Zinoman's inner fanboy does peek out subtly a few times, however, towards the end of the book as his tone shifts to one of wistful regret as he describes the horror movies followed the revolution of the 60s and 70s. He doesn't dismiss work in the 80s, 90s, and 00s entirely, but there's a sense that something about those movies just isn't the same. Even later work by the directors he discusses in the book is relegated to afterthought. I realize this is a book about a specific genre in a specific era, but when talking about Brian De Palma's later work, he briefly lists the gangster movies that De Palma made. The fact that these movies were Scarface and The Untouchables means absolutely nothing to Zimoman.

Another great aspect of the book is that it takes you through all the crap that these directors had to go through just to get these movies made.
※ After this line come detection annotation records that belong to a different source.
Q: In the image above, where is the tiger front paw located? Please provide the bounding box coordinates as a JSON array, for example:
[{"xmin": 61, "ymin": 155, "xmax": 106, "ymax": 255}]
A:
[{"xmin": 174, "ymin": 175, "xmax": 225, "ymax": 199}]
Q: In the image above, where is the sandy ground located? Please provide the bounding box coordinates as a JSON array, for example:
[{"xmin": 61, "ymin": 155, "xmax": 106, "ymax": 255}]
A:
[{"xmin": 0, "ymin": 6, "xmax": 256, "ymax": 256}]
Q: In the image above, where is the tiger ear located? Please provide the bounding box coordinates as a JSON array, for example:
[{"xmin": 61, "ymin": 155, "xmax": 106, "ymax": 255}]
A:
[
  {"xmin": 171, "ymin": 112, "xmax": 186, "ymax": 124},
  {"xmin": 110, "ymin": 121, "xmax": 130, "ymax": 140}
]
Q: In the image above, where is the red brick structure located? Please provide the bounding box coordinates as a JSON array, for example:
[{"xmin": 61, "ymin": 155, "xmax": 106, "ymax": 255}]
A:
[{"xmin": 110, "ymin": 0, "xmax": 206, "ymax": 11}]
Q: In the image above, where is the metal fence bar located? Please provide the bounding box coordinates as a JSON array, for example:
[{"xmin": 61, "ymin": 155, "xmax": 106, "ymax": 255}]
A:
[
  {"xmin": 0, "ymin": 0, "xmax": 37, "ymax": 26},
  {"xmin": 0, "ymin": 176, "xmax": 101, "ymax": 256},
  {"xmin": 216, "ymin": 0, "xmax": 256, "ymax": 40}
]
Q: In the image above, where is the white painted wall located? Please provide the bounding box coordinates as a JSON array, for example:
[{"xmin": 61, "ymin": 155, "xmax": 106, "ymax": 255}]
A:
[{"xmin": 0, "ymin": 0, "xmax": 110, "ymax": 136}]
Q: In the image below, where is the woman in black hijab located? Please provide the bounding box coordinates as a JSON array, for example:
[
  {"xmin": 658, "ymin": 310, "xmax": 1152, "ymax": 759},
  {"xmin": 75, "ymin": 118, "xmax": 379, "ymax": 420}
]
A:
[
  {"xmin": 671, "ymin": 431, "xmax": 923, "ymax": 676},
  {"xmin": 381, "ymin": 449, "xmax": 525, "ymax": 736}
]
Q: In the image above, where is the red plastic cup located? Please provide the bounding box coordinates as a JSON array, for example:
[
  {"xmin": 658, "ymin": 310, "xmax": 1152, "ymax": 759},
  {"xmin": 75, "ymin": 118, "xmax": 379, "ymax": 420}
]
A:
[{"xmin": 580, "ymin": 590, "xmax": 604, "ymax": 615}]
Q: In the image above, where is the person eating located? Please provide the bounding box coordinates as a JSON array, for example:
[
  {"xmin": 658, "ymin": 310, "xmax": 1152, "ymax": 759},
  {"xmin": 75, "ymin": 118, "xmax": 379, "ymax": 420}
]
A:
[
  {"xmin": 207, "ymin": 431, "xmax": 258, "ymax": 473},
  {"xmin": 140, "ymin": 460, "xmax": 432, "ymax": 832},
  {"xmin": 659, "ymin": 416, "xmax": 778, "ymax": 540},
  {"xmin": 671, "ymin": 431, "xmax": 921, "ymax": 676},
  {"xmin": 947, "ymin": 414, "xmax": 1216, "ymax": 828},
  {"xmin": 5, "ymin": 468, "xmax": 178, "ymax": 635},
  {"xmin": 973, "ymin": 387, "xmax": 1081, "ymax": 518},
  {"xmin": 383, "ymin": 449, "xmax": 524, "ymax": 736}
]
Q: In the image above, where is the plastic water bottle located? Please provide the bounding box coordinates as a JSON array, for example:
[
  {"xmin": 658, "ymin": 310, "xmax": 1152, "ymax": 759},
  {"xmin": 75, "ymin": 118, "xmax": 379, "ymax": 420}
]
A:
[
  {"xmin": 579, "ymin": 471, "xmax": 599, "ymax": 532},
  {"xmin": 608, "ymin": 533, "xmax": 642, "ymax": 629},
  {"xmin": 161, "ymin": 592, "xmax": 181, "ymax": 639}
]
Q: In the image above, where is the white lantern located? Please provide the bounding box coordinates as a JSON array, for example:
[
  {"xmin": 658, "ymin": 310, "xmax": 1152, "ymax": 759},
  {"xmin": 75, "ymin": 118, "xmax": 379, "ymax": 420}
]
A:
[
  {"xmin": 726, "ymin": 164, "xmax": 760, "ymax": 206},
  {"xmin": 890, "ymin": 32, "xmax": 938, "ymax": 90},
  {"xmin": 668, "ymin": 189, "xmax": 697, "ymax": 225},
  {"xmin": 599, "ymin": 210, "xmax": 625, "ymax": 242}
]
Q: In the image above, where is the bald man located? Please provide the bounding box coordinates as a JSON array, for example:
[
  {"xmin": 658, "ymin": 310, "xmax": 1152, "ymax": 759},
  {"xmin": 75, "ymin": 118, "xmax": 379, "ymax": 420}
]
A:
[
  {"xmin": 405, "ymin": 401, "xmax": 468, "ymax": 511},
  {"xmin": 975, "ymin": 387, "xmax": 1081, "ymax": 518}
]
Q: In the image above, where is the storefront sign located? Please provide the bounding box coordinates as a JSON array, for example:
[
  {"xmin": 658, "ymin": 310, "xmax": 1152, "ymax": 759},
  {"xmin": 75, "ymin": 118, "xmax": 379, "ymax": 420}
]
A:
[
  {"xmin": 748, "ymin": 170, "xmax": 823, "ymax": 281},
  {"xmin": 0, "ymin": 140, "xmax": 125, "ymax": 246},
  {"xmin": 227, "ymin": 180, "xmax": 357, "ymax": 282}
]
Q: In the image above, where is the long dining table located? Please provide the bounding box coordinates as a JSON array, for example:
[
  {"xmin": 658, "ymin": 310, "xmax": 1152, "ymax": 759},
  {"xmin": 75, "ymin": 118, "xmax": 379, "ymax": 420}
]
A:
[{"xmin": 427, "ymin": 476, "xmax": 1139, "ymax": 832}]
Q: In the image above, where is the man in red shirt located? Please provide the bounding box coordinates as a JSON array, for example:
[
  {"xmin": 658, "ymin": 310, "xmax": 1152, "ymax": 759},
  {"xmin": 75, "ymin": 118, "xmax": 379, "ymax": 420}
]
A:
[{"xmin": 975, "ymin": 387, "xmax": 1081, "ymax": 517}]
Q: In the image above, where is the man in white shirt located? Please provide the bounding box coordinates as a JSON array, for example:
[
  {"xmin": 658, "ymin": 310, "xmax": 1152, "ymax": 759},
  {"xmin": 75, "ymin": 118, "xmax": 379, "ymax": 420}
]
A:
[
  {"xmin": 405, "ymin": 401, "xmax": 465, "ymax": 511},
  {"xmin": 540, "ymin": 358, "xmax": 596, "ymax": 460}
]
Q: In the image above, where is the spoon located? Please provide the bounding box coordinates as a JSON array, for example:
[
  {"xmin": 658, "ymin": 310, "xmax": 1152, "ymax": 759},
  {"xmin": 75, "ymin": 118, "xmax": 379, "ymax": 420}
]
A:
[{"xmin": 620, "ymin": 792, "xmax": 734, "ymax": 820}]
While reading about the ties that the production of The Texas Chainsaw Massacre had to both Texas politicians and the New York mob, I couldn't help but think what a dull story the making of Avatar must be. I guess it would go without saying that the stories about people breaking into Hollywood are more interesting than those who are thriving there, but Shock Value brings that comparison into focus.

Now, while I'm trying very hard to emulate Zimoman's scholarly approach to writing about horror, I must admit that the best thing about Shock Value for me is that Zimoman pointed out some cool horror flicks to watch. One of my secret shames is that I call myself a horror fan but I still haven't seen Night of the Living Dead or The Exorcist. I'm a child of 80s horror like Friday the 13th and Nightmare on Elm Street. But Zimoman has me excited to finally give the classics a shot, along with a number of other titles which, lucky me, are in Netflix's Watch Instantly selection. So check back in the future as I'll probably be sharing my thoughts on them in the coming weeks. And, yeah, I'll probably babble quite a bit.


  1. In its own right Scarface is a horror to watch them, but usually with my hands in front of my eyes when its time for the gore. Oh, and by the way glad you typed that "bastard of a title" at least once!

  2. I'd love to read that book--thanks for the heads up. Picking the best/scariest horror pic is probably harder than any other genre. But I think Night of the Living Dead is probably the most horrific (as opposed to horrible) movie ever made. For me The Exorcist doesn't stand the test of time. What was your opinion of The Boogens?

  3. Anonymous...well the damn title is just so long!

    Tom...I can honestly say I've never heard of The Boogens. Who made it?